Porém, alerta Daniela, “nem tudo ficou fechado nesta lei”: “Continua a faltar o reconhecimento legal da identidade de pessoas menores, migrantes e de pessoas não binárias. Há ainda uma lacuna muito grande no que toca à criação de políticas públicas que visem melhorar a vida destas pessoa, guias de boas práticas, fiscalização da lei, critérios menos aleatórios no sistema de saúde, mas que respeitem a autonomia de cada pessoa. Uma boa prática de inclusão de pessoas trans nos mais variados espaços. Uma cultura de aprendizagem para a diversidade sexual e identitária. Tudo isto ainda nos falta fazer”. 

Isaac acrescenta que também é urgente trabalhar a saúde trans. “Nós vamos ao médico por mais razões que a nossa transição. Precisamos de nos sentir seguros e integrados nos hospitais, uma coisa que não acontece. Pessoas colocadas nas enfermarias erradas, mesmo com os seus documentos legais atualizados. Homens com vagina a quem é rejeitada uma consulta de ginecologia, ou uma consulta para congelamento de óvulos. Ou mesmo em situações básicas como ir fazer um raio x ou tac podem ser constrangedoras, pela questão da nudez”, conta. Além disso, segundo Ary, “as pessoas trans que não têm uma passibilidade cis encontram muitas dificuldades no acesso ao emprego e habitação”. “As pessoas trans que acabam por ter que sair de casa antes de terminar a sua educação têm dificuldade em voltar a estudar ou entrar no mercado de trabalho e se a isto acrescentarmos camadas como ser uma pessoa trans não branca acresce o racismo, no caso da pessoa ser migrante vemos ainda como acréscimo  a xenofobia e mais uma dificuldade no acesso à saúde e ainda incluir na discussão pessoas trans com diversidade funcional que já são discriminadas e privadas de muitos destes direitos”. 

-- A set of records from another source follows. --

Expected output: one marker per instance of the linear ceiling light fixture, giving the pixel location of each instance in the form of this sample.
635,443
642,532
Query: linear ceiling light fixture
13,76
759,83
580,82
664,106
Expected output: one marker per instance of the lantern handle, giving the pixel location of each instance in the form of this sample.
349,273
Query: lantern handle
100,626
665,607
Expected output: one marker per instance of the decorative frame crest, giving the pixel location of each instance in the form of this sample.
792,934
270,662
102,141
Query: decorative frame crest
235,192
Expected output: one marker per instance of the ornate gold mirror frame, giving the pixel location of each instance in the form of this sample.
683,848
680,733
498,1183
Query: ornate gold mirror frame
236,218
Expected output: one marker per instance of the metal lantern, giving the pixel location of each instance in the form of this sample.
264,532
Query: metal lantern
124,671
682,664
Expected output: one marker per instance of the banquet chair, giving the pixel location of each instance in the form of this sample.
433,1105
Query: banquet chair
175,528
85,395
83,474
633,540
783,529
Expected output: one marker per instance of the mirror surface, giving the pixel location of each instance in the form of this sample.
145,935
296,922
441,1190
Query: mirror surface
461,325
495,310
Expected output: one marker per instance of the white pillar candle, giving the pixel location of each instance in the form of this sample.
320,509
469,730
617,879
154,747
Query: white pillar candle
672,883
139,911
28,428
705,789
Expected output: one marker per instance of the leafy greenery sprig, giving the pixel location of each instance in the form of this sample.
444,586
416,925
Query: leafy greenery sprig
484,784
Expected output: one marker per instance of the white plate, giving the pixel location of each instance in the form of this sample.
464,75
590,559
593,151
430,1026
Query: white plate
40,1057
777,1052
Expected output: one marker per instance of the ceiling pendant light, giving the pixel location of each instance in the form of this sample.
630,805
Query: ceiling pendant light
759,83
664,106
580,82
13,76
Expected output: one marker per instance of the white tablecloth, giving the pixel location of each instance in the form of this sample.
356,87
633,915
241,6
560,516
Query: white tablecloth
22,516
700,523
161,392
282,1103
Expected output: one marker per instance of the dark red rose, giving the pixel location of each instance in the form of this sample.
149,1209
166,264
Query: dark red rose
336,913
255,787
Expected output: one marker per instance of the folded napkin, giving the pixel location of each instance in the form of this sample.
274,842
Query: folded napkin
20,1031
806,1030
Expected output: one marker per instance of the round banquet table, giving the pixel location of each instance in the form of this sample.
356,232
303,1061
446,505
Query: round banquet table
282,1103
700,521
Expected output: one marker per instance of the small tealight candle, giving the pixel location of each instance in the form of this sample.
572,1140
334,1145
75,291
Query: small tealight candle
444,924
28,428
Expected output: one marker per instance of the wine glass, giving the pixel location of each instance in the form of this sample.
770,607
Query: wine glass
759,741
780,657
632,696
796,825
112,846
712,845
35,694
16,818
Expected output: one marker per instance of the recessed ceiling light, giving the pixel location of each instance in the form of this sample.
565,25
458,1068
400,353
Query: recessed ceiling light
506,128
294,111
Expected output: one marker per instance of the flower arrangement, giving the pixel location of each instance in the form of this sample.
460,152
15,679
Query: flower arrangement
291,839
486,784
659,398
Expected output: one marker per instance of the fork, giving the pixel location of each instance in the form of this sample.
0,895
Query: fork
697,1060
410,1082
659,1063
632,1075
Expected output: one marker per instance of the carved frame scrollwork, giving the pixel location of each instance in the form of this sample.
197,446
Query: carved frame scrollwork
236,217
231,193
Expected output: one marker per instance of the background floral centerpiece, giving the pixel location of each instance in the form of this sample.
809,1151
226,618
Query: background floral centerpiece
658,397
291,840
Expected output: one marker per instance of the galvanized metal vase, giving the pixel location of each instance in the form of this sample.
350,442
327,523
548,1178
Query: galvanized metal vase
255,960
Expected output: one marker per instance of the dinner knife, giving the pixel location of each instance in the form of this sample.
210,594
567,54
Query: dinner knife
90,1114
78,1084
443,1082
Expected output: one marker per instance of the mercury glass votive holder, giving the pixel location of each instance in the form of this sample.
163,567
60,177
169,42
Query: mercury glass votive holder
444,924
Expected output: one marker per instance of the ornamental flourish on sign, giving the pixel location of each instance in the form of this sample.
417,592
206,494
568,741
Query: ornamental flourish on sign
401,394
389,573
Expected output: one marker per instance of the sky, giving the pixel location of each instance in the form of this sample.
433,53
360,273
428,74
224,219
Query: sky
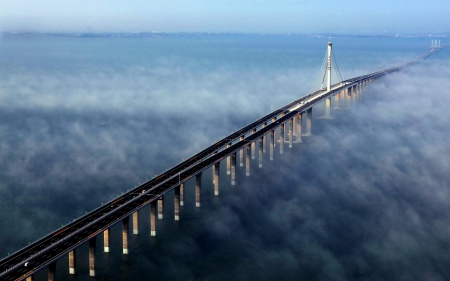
267,16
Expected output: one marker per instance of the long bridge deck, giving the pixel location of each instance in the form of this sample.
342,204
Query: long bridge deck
46,250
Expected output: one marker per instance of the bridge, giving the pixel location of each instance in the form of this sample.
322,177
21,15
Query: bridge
45,252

“As leis não bastam, é preciso mais do que redigir, é preciso realmente implementar, formar e educar e isto não pode depender de associações, coletivos ou da boa vontade de ativistas no singular”, defendeu.

Por sua vez, Maria João Vaz alerta também para o preconceito existente no mundo profissional, tendo recentemente publicado um texto na sua conta de Instagram alertando precisamente para essa lacuna. “Sendo uma mulher trans, conseguir um trabalho consistente e não uma participação fugaz, em teatro, cinema, televisão ou dobragens, ou conseguir agenciamento por parte de agentes ou agências, é um esforço infrutífero”, começou por escrever, revelando optar por “empregos precários” que “humilham” a sua formação e a “cerceiam e bloqueiam na criatividade”. “Temos de nos confrontar com a verdade de que a visibilidade não é suficiente e que muitas vezes a diversidade não passa de uma pseudo autenticidade, e muitas vezes a inclusão é apenas um convite onde somos testemunhas dos meandros da nossa própria opressão”, continuou, enfatizando a ajuda de que as criadoras e criadores trans precisam. “A minha arte e o meu trabalho é a maneira de vos libertar do fardo de terem de contar as nossas histórias por nós. Nós queremos ser “@s” responsáveis pelas nossas histórias, que nos brotam do coração para alimentar o vosso. Deixem-nos vos dar essa dádiva”, rematou.

Ao programa #SÓQNÃO, a atriz apontou ainda o preconceito existente contra pessoas trans em relações amorosas: “Não é mal nenhum apaixonarmo-nos por pessoas trans. Eu acho que as pessoas realmente se envolvem mas em determinado momento recuam porque não conseguem lidar com isso. É um problema coletivo, de dinâmica. O problema é o que os outros sentem, dizem ou pensam.  Se estivéssemos numa ilha deserta, sem ninguém a ver, já não havia problema… O que o outro diz é absolutamente secundário! O principal é que se seja feliz! Que nos deixem ser felizes”.